- Country: United States
- Language: English
- Genres: Horror, short story

Publication
- Published in: Yankee (1st release), Skeleton Crew
- Publication type: Magazine
- Media type: Print (Periodical, Paperback)
- Publication date: 1983

= Uncle Otto's Truck =

"Uncle Otto's Truck" is a horror short story by Stephen King, first published in Yankee in 1983, and collected in King's 1985 collection Skeleton Crew.

==Plot summary==
The story concerns an abandoned red Cresswell truck owned by Otto Schenck and George McCutcheon, wealthy Castle Rock businessmen in the post-depression era. After Schenck deliberately crushes McCutcheon beneath his derelict vehicle, the murderer becomes fixated on the truck. Schenck insists that the truck is not only moving on its own accord, but planning to kill him. At the same time, he becomes a social recluse, living in a house he built across from the truck itself, and generally begins to lose his sanity.
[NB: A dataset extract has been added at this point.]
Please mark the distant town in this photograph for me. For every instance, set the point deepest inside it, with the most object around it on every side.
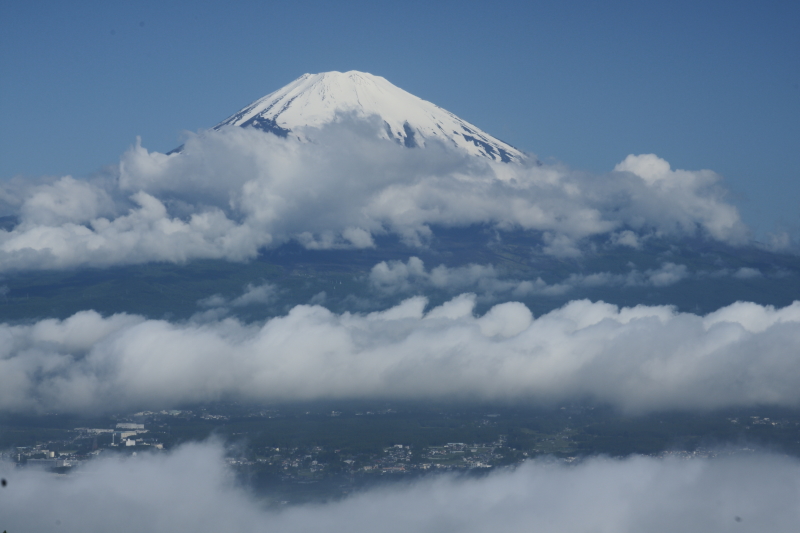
(298, 455)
Schenck's nephew, who tells the story, finally finds him dead – the corpse has been drowned with motor oil and there is a spark plug rammed down his throat. The nephew goes on to describe how, on the day he found his uncle dead, he began to see strange happenings with the truck himself. Also, he couldn't accept his uncle's death as a suicide because there was no jug near the body with which Otto could have fed himself the oil. The nephew would dismiss what he saw as a hallucination, were it not for the derelict spark plug he took away from the corpse and kept as a reminder.

==Adaptations==
"Uncle Otto's Truck" has been adapted by artist Glenn Chadbourne for the book The Secretary of Dreams, a collection of comics based on King's short fiction released by Cemetery Dance in December 2006.

"Uncle Otto's Truck" has also been adapted into a short film via King's "Dollar Baby" program, and was directed by Brian Johnson in 2019.

On September 20, 2019, Wreak Havoc Productions, LLC released the premiere of their adaptation of Uncle Otto's Truck as part of Stephen King's Dollar Baby Program. This version was written and directed by Dan Sellers, and starring Michael Burke as Otto Schenck and Jennie Stencel as the Narrator.